The Importance of Insects to Broad Beans And Vice Versa

By Gavin Anderson

Broad beans sown last year or very early in the spring will be in flower this month and thoughts will be turning to ensuring pollination for these early broad bean crops. Broad beans are capable of self pollination, as seasoned gardeners will be at pains to point out, but studies have shown that those which were insect pollinated provided a bigger yield of beans. So if you want to be harvesting abundant broad beans this year then it is important to attract insects to help you pollinate the crop as effectively and efficiently as possible.

Though these insect helpers are not essential for any beans to form, if you want to maximise yield then you definitely need to make sure that the other planting around your broad beans is insect friendly. Companion plants for your broad beans will encourage pollinators to approach and once in the area, they will stay to pollinate the flowers of the bean plants.

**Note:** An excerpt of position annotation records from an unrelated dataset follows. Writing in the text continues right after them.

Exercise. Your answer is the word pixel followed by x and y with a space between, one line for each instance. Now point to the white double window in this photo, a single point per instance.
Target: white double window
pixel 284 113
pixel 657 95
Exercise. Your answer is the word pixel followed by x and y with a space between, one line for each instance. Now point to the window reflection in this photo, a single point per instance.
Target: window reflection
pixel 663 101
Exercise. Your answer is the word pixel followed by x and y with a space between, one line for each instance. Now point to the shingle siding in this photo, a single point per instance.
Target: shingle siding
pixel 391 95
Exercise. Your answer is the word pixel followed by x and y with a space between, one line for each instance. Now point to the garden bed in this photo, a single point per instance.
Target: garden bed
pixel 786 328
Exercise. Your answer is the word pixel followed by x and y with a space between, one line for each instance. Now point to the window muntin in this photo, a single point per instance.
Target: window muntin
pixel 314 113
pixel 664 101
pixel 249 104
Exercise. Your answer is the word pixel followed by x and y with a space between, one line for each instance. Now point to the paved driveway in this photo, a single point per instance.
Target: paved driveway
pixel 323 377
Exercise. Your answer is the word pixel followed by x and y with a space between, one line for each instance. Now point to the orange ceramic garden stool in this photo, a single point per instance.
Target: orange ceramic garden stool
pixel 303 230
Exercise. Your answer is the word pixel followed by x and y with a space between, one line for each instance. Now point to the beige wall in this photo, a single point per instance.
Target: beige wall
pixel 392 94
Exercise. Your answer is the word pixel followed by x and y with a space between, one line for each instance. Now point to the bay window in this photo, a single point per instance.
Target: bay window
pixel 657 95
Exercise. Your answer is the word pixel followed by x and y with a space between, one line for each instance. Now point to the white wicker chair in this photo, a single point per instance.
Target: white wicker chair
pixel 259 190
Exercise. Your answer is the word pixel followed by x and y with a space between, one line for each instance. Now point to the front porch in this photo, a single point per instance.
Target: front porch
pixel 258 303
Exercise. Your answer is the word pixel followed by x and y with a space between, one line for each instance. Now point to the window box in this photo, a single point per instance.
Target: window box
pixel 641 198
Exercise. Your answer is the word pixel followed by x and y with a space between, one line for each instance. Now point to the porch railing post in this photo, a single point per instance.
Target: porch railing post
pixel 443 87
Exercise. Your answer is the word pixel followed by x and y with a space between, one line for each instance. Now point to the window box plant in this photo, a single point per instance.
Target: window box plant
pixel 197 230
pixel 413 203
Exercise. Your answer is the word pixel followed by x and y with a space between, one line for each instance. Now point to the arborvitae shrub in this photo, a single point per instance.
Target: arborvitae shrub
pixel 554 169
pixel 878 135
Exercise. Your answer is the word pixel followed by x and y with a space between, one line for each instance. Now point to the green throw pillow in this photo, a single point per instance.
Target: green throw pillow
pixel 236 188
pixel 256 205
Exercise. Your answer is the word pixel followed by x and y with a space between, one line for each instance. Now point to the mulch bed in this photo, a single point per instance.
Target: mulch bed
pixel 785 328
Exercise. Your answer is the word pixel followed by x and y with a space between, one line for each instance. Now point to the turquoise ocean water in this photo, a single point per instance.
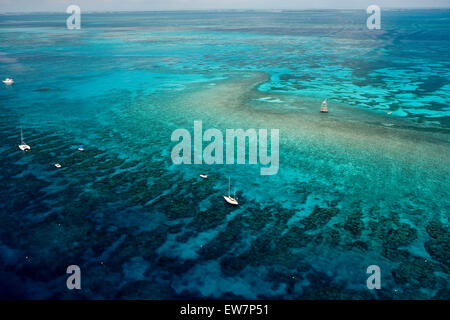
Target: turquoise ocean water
pixel 356 187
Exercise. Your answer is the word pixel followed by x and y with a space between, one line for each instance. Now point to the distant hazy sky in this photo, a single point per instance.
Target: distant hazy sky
pixel 138 5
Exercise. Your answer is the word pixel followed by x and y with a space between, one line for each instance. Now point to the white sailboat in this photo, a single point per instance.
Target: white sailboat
pixel 229 198
pixel 8 81
pixel 23 146
pixel 324 106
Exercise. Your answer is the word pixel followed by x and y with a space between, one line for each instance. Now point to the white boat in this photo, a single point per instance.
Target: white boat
pixel 23 146
pixel 324 106
pixel 229 198
pixel 8 81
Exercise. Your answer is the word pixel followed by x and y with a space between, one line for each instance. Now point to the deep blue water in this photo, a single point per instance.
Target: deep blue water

If you have not grown companion herbs and flowers from seed already, now is a good time of year to invest in a few bedding plants to fill the gaps that you have not yet been able to in your kitchen garden. Marigolds are a good choice and should be dotted throughout the vegetable garden. Lettuce and other crops can provide good ground cover beneath your beans which will reduce the amount of water lost to evaporation if the weather is warm and dry. Leave some lettuce to go to seed and bees and other insects will love the profusion of flowers. Leave radishes to go to seed nearby and their flowers will also help – plus, later, you will be able to harvest radish seed pods, which make a delicious snack.

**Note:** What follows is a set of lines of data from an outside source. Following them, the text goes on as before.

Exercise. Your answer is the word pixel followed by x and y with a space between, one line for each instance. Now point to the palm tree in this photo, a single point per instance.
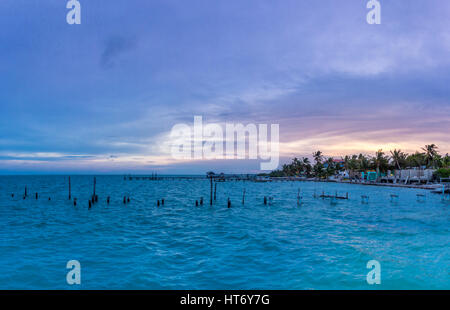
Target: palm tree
pixel 430 153
pixel 318 157
pixel 380 161
pixel 398 157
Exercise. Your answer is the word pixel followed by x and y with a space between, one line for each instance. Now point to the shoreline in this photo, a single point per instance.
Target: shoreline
pixel 418 186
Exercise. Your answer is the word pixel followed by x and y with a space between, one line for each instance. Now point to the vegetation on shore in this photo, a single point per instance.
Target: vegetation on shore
pixel 323 167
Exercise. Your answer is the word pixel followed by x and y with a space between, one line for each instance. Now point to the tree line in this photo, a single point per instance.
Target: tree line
pixel 323 167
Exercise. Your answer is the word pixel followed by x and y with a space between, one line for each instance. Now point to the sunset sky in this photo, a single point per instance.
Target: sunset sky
pixel 102 97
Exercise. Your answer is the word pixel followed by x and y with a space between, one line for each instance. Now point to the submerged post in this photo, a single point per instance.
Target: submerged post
pixel 210 181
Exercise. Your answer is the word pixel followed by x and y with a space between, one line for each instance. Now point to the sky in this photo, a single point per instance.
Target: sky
pixel 103 96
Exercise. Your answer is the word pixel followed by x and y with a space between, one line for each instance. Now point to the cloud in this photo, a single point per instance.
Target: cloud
pixel 115 46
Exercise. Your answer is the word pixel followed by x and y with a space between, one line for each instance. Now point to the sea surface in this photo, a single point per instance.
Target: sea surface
pixel 320 244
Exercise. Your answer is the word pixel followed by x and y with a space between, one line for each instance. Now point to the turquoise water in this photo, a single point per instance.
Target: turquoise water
pixel 318 245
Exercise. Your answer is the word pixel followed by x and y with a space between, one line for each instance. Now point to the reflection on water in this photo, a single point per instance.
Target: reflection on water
pixel 317 244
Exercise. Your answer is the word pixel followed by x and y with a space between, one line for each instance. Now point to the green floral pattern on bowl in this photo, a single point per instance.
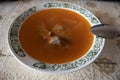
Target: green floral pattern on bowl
pixel 71 66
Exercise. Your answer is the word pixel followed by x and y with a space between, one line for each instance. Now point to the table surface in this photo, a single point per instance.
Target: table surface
pixel 105 67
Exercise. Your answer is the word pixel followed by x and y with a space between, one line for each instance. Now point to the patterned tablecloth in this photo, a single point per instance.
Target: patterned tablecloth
pixel 105 67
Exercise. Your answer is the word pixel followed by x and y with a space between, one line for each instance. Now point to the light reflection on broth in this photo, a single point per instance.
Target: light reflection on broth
pixel 56 36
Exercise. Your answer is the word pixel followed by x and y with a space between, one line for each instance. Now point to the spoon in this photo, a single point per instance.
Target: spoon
pixel 106 31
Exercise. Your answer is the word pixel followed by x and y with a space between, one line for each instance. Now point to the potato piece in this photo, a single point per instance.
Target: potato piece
pixel 60 31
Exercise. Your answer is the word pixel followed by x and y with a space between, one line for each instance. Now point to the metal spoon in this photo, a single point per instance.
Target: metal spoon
pixel 106 31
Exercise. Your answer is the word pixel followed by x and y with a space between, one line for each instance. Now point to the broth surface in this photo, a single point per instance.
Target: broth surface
pixel 69 31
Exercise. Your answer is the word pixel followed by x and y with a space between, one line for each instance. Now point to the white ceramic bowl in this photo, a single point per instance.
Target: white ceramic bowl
pixel 24 58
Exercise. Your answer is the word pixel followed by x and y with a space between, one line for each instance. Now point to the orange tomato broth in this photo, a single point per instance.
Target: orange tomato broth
pixel 38 48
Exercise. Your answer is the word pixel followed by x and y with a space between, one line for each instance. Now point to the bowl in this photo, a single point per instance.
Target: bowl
pixel 20 54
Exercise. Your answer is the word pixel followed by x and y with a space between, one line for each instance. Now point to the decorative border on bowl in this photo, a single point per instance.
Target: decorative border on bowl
pixel 13 32
pixel 15 46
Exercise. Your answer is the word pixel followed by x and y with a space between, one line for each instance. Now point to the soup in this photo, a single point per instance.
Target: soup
pixel 56 36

By growing broad beans in a mix of other flowers that are attractive to pollinators, you are creating an extremely bee friendly garden. Just as the broad beans will do better if there are some bumble bees, honey bees and other pollinators, so those pollinators will be better if given the plentiful supply of nectar that the broad beans provide, often before there are many other such abundant sources in the garden.

Bumble Bees love broad bean nectar so much that though the long-tongued bumble bee is the only one able to reach the nectar 'officially', short-tongued bumble bees are keen to get some too – so much so that they often snip a little hole at the base of the flower and steal some that way. Honey bees will also take advantage of those holes to get some nectar for themselves.

So, though broad beans do not strictly need insects for pollination, they will do better with them than without. The bees and other pollinators will also very much appreciate the abundant source of nectar that the broad bean flowers provide. If you are growing broad beans in a polytunnel or under cover, make sure that insects can still gain access and eave entrances open whenever possible to allow free entry for bees and other insect helpers.